Brad Hogg, 44 years and 81 days young, on his Kolkata Knight Riders debut, taught the young'uns a thing or two about T20 bowling, with Piyush Chawla and Andre Russell also joining in the fun to the put the choke on the Chennai Super Kings batsmen at their own bastion the MA Chidambaram Stadium.
The result of that brilliant bowling from KKR was CSK, with Brendon McCullum, MS Dhoni, Dwayne Smith and Suresh Raina in tow, managing just 134/6 in their 20 overs, with the chase looking like a foregone conclusion. However, CSK have their own special bowlers, and R Ashwin (2-0-5-2), who could only bowl two overs after injuring his finger while fielding, and Dwayne Bravo (3-0-22-3) led from the front to turn this low-scorer into a cliff-hanger.
KKR ho-hummed their way towards the small target, losing wickets at regular intervals, courtesy some good bowling and outstanding fielding from CSK, before eventually falling short by 2 runs, finishing on 132 for nine.
Gautam Gambhir won the toss and did what he always does – bowl first – and it was takeover time for the KKR bowlers from that point.
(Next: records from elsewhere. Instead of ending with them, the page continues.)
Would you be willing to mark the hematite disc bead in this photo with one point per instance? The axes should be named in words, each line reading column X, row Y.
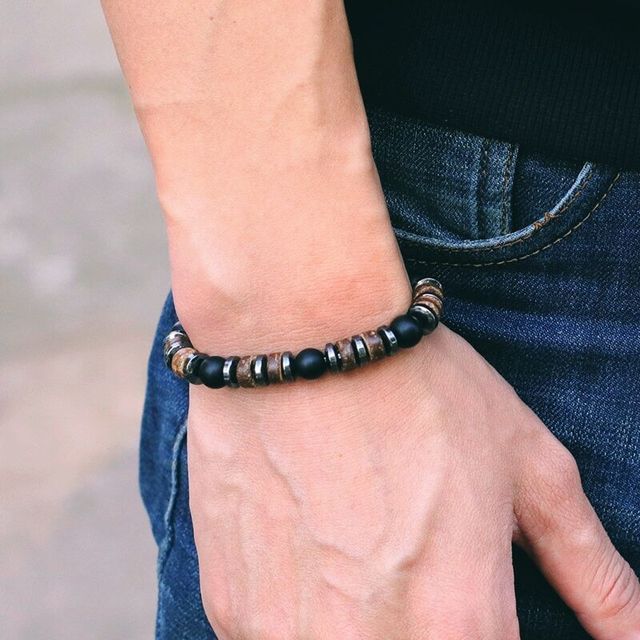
column 180, row 360
column 310, row 364
column 347, row 354
column 243, row 372
column 211, row 372
column 428, row 281
column 177, row 336
column 229, row 371
column 360, row 349
column 332, row 357
column 288, row 366
column 274, row 367
column 427, row 290
column 259, row 370
column 170, row 350
column 375, row 346
column 192, row 369
column 389, row 339
column 426, row 317
column 407, row 330
column 430, row 301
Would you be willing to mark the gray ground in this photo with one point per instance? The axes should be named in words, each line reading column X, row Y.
column 82, row 277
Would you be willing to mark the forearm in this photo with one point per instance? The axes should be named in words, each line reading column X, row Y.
column 255, row 123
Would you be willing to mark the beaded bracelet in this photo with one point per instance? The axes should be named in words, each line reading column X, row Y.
column 216, row 372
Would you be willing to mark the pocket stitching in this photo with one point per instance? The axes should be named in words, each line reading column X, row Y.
column 533, row 253
column 538, row 225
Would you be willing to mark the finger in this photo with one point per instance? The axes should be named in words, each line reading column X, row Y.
column 565, row 536
column 464, row 585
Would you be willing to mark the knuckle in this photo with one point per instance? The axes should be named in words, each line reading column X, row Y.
column 619, row 589
column 558, row 478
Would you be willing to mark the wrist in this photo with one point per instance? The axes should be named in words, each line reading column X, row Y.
column 257, row 314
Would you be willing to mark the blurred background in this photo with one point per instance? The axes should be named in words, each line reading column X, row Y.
column 83, row 275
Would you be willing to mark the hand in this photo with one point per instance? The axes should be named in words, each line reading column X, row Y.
column 383, row 505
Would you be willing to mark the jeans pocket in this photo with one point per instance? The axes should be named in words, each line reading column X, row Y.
column 460, row 199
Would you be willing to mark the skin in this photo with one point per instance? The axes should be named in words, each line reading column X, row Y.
column 382, row 505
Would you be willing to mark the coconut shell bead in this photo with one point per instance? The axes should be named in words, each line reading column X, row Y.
column 347, row 354
column 243, row 372
column 374, row 344
column 360, row 349
column 180, row 360
column 427, row 289
column 407, row 330
column 430, row 301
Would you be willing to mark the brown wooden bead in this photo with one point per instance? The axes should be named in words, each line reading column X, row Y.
column 274, row 369
column 348, row 358
column 243, row 372
column 374, row 344
column 180, row 359
column 429, row 300
column 428, row 288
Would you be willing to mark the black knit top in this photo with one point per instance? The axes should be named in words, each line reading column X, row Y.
column 558, row 77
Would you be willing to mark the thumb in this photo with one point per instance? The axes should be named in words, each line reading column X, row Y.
column 565, row 536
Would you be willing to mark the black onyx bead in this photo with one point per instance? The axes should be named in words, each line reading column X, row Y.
column 407, row 329
column 210, row 372
column 427, row 319
column 310, row 364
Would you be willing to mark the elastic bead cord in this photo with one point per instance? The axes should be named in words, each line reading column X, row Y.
column 249, row 371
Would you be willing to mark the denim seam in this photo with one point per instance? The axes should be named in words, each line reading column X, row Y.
column 167, row 542
column 506, row 176
column 481, row 186
column 537, row 226
column 528, row 255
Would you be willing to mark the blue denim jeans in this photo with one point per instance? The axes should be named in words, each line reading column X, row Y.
column 540, row 262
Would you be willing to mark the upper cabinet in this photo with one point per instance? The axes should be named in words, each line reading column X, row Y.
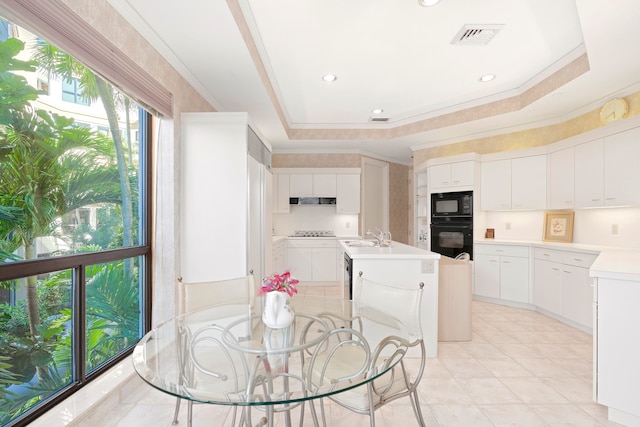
column 312, row 185
column 589, row 174
column 560, row 187
column 529, row 183
column 622, row 168
column 606, row 171
column 458, row 174
column 495, row 183
column 340, row 183
column 514, row 184
column 348, row 193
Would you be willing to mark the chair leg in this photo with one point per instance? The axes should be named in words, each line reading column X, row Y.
column 177, row 410
column 416, row 407
column 189, row 413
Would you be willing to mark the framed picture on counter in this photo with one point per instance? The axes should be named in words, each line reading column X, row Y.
column 558, row 227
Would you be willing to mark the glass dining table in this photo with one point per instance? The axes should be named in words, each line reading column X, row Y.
column 226, row 355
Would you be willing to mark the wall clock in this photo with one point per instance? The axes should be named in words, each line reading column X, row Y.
column 613, row 110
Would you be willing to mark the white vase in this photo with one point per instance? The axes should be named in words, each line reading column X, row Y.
column 277, row 313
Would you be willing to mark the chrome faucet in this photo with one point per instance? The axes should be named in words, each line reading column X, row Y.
column 379, row 236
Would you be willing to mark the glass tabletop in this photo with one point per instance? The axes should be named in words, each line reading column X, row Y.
column 226, row 355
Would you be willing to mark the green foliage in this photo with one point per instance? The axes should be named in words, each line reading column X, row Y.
column 15, row 93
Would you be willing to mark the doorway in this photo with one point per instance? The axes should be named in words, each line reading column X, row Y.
column 375, row 195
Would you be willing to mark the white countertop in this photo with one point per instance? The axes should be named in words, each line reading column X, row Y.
column 395, row 251
column 621, row 264
column 611, row 263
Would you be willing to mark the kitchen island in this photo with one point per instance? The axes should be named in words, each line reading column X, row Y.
column 403, row 266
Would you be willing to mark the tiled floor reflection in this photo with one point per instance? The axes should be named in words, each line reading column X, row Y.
column 521, row 369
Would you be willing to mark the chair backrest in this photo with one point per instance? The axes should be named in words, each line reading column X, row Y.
column 392, row 306
column 196, row 296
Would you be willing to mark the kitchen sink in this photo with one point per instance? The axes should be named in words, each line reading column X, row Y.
column 363, row 243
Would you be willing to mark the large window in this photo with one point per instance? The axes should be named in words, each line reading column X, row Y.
column 74, row 226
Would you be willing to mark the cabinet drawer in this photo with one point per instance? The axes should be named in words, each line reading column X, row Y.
column 549, row 255
column 312, row 243
column 579, row 259
column 510, row 250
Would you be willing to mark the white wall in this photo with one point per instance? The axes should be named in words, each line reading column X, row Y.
column 315, row 218
column 591, row 226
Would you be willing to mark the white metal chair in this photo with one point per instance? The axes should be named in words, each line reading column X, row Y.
column 202, row 358
column 381, row 311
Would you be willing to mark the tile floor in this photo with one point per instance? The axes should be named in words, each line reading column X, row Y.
column 520, row 369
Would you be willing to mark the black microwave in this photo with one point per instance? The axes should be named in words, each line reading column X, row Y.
column 455, row 204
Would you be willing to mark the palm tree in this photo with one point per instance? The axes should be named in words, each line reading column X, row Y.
column 61, row 65
column 48, row 167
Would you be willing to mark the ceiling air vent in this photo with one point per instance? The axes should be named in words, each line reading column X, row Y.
column 476, row 35
column 379, row 119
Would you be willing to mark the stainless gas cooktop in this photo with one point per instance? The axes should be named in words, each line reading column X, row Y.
column 313, row 233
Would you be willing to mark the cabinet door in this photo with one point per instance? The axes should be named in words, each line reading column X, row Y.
column 561, row 179
column 514, row 279
column 324, row 185
column 577, row 295
column 589, row 174
column 547, row 290
column 462, row 173
column 324, row 267
column 622, row 168
column 529, row 183
column 487, row 275
column 301, row 185
column 348, row 193
column 440, row 176
column 300, row 261
column 281, row 204
column 496, row 185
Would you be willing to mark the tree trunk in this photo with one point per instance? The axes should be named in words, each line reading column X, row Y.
column 106, row 95
column 33, row 312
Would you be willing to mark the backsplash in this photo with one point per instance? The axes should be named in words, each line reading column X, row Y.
column 315, row 218
column 591, row 226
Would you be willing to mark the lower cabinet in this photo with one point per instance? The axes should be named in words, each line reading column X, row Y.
column 313, row 259
column 562, row 285
column 502, row 271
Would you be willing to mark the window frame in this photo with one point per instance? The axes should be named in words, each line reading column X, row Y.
column 78, row 263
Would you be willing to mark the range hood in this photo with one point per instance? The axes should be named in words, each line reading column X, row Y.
column 312, row 200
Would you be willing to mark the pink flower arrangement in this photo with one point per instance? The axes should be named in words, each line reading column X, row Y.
column 280, row 283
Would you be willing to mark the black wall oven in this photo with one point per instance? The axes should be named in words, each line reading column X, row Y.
column 452, row 223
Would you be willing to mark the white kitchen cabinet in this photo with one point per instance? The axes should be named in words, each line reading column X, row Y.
column 560, row 186
column 502, row 272
column 616, row 348
column 589, row 174
column 281, row 190
column 312, row 185
column 495, row 185
column 562, row 285
column 216, row 168
column 312, row 259
column 514, row 184
column 348, row 193
column 457, row 174
column 529, row 183
column 547, row 288
column 486, row 275
column 622, row 168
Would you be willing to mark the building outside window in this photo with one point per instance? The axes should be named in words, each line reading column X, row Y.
column 74, row 228
column 72, row 91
Pat Cummins, in for the rested Morne Morkel, started the bowling with plenty of pace, with an outside edge off Smith flying over the slips for a boundary.
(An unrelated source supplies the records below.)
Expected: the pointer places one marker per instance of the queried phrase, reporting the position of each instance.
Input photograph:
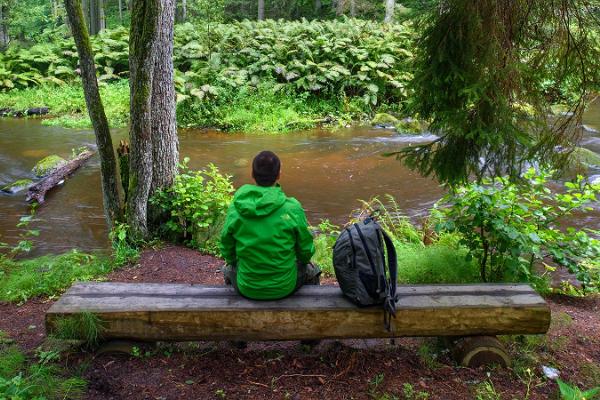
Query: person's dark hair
(265, 168)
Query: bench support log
(178, 312)
(475, 351)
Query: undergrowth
(39, 378)
(49, 275)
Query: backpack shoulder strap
(390, 302)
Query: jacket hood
(258, 201)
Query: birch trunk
(261, 10)
(389, 11)
(108, 164)
(4, 37)
(317, 8)
(340, 6)
(165, 143)
(143, 35)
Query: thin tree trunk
(165, 143)
(389, 11)
(108, 164)
(182, 11)
(317, 8)
(143, 35)
(101, 16)
(341, 5)
(93, 16)
(54, 7)
(261, 10)
(4, 37)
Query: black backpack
(360, 266)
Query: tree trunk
(165, 143)
(101, 16)
(182, 11)
(317, 8)
(93, 17)
(261, 10)
(389, 10)
(54, 7)
(340, 6)
(108, 165)
(143, 35)
(4, 37)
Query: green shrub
(509, 228)
(39, 381)
(265, 76)
(443, 261)
(568, 392)
(48, 275)
(124, 251)
(196, 204)
(87, 327)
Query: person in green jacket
(265, 240)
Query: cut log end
(37, 192)
(477, 351)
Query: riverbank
(266, 108)
(410, 369)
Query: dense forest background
(35, 21)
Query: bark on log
(165, 143)
(143, 34)
(108, 163)
(38, 191)
(9, 112)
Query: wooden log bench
(469, 315)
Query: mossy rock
(384, 120)
(558, 109)
(241, 163)
(47, 165)
(410, 126)
(580, 161)
(17, 186)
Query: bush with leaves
(196, 205)
(511, 228)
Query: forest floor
(412, 368)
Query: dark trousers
(308, 274)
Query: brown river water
(327, 171)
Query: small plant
(25, 244)
(196, 204)
(486, 391)
(428, 356)
(124, 251)
(568, 392)
(86, 326)
(410, 393)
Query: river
(328, 171)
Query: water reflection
(327, 171)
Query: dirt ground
(410, 368)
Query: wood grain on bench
(178, 312)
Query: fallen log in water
(9, 112)
(38, 191)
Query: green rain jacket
(264, 236)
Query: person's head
(266, 168)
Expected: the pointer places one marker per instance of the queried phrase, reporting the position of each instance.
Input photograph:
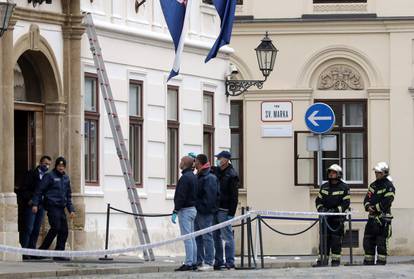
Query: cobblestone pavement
(344, 272)
(133, 267)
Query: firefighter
(377, 203)
(333, 197)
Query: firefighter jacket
(380, 196)
(333, 197)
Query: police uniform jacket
(56, 190)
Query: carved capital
(340, 77)
(56, 108)
(411, 90)
(34, 35)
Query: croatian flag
(176, 13)
(226, 10)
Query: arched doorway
(28, 115)
(35, 87)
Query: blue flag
(176, 13)
(226, 10)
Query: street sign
(319, 118)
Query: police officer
(333, 197)
(29, 223)
(377, 203)
(57, 193)
(229, 198)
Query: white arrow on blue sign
(319, 118)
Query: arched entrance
(34, 87)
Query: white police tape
(98, 253)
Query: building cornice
(39, 16)
(300, 26)
(304, 94)
(378, 93)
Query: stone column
(8, 203)
(72, 35)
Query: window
(236, 129)
(351, 152)
(172, 136)
(338, 1)
(351, 131)
(208, 124)
(91, 139)
(210, 2)
(135, 129)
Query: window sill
(354, 191)
(340, 8)
(170, 194)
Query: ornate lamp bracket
(237, 87)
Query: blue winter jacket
(56, 191)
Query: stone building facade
(50, 104)
(357, 57)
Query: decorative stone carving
(340, 77)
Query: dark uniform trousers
(334, 237)
(377, 232)
(333, 198)
(58, 227)
(379, 198)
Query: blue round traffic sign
(319, 118)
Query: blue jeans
(224, 234)
(186, 218)
(32, 224)
(205, 243)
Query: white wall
(139, 47)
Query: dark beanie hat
(60, 160)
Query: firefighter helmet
(382, 167)
(336, 168)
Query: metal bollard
(242, 241)
(259, 219)
(108, 213)
(351, 257)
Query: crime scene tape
(99, 253)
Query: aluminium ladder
(117, 134)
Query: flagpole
(177, 60)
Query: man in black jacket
(377, 203)
(57, 193)
(184, 207)
(207, 200)
(30, 223)
(229, 198)
(334, 197)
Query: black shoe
(381, 262)
(335, 263)
(317, 264)
(184, 267)
(230, 266)
(27, 258)
(368, 262)
(61, 259)
(218, 267)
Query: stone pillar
(8, 203)
(72, 35)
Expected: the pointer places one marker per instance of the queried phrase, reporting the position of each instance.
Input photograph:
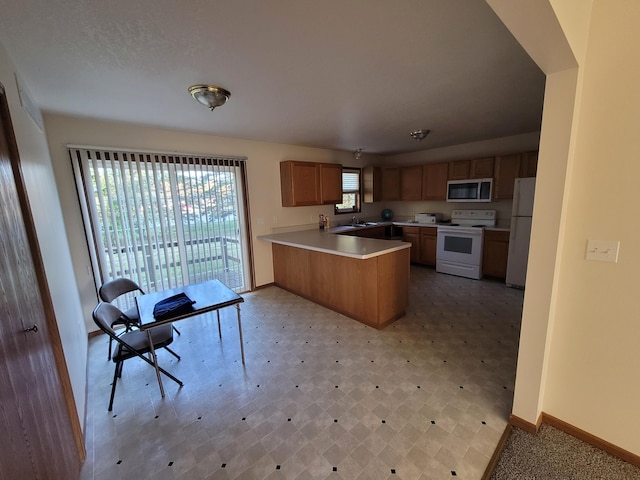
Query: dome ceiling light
(419, 134)
(209, 95)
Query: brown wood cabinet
(434, 181)
(507, 169)
(390, 183)
(473, 168)
(423, 244)
(460, 170)
(495, 253)
(428, 242)
(372, 184)
(482, 167)
(310, 183)
(374, 291)
(412, 235)
(411, 182)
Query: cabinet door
(507, 169)
(300, 183)
(428, 241)
(411, 183)
(330, 183)
(495, 253)
(391, 183)
(529, 164)
(412, 235)
(482, 168)
(372, 184)
(434, 181)
(459, 170)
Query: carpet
(553, 455)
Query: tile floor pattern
(321, 396)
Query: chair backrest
(104, 315)
(112, 289)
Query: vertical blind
(163, 220)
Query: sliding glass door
(164, 220)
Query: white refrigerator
(520, 232)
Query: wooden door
(37, 439)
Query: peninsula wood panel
(373, 291)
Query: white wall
(579, 354)
(594, 358)
(47, 215)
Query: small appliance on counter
(428, 217)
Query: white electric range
(459, 248)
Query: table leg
(152, 351)
(240, 332)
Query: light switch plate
(603, 250)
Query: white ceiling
(340, 74)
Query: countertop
(344, 245)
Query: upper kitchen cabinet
(482, 167)
(474, 168)
(507, 169)
(434, 181)
(372, 184)
(309, 183)
(411, 183)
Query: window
(163, 220)
(350, 191)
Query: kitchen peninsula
(363, 278)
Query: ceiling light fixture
(419, 134)
(209, 95)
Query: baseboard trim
(580, 434)
(496, 454)
(524, 424)
(597, 442)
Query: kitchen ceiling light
(419, 134)
(209, 95)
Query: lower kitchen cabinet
(495, 253)
(428, 242)
(423, 242)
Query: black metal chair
(134, 343)
(115, 288)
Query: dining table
(207, 296)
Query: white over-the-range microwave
(472, 190)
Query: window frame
(358, 201)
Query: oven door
(459, 251)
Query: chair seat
(133, 314)
(139, 340)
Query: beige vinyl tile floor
(321, 396)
Smith and McCullum have been the most dominant partnership in IPL 2015, tonking bowlers all over for fun, but this partnership between the two was more edgy than anything else. Therefore, it came as little surprise when McCullum (19, 14b, 3x4, 1x6) fell, lbw to Chawla (4-0-26-2), who snuck a googly in.
The run rate slowed considerably after the McCullum wicket, as Hogg came to the fore, with that surge only derailing a little bit more as Smith (25, 19b, 3x4, 1x6) was run out via a direct hit from Yusuf Pathan. Raina (17, 21b, 2x4, 1x6) has not quite been able to show his ridiculous IPL skills so far this season, bar one innings, and that trend continued again as Russell (4-0-26-2) found his outside edge next over.
A couple of overs after that, and Russell had the big wicket of Dhoni, who tickled one through to Uthappa while attempting a pull shot. With Dhoni gone, it was all down to Faf Du Plessis (29, 29b, 1x4), but the South African could only plod his team to a sub-par score in the 20 overs, as the pressure kept increasing with Dwayne Bravo and Ravindra Jadeja, the one victim of the excellent Brad Hogg, who finished with figures of 4-0-18-2, falling without doing their jobs well enough.
The chase was going to be easy as long as KKR kept wickets in hand, but that plan went awry in just the second ball of the match as Gambhir's propensity to play the dab down to third man led to him edging one through to Dhoni for a first ball duck off the bowling of Ishwar Pandey.
Uthappa however, eased the pressure created by the early wicket with some outstanding boundaries, racing to 39 (6x4, 1x6), before the 17th ball he faced, and the first from R Ashwin, led to his demise as the opener played a pull shot straight to McCullum at midwicket.
So, yet again, the pressure was back on, with Manish Pandey (15, 20b, 2x4) not making the job for his team any easier by going for an unnecessary big shot off Ashwin and holing out in the deep.
Even with those two quick wickets, the required run rate was well under control, with KKR needing just 74 from 12.5 overs, the potentially destructive Suryakumar Yadav and Yusuf Pathan at the crease and the even more dangerous Ryan Ten Doeschate and Russell to come.
However, Dhoni, with the pitch aiding the slower bowlers, put the squeeze on, and slowly but surely the run rate kept creeping up. Suryakumar Yadav, who had landed a quite heavy blow on CSK by injuring Ashwin's bowling finger as the spinner failed to latch onto a smash from the batsman in the covers, looked to ease that pressure by taking on the first medium-pacer – Mohit Sharma -- that was brought in during that middle over spin spell, and all he managed was a miscue with Bravo sprinting like Usain Bolt from long-on to pouch a quite amazing one-handed catch inches from the ground.
At Suryakumar's wicket, KKR still needed 59 from 46, quite makeable with Pathan still at the crease, Ten Doeschate joining him and Russell waiting to pounce. Bravo, though, opened up the game that bit more, by dismissing Pathan (13, 18b), leaving KKR needing 40 from the last four overs.
Those required runs only got more difficult to run down, as Russell fell via a run out, leaving it all for Ten Doeschate (38, 28b, 2x4, 2x6) to do. Do it he could not, despite a four and a six off Nehra in the penultimate over and two fours and a six off Bravo in the final one, as CSK stole a win to go top of the IPL 2015 points table.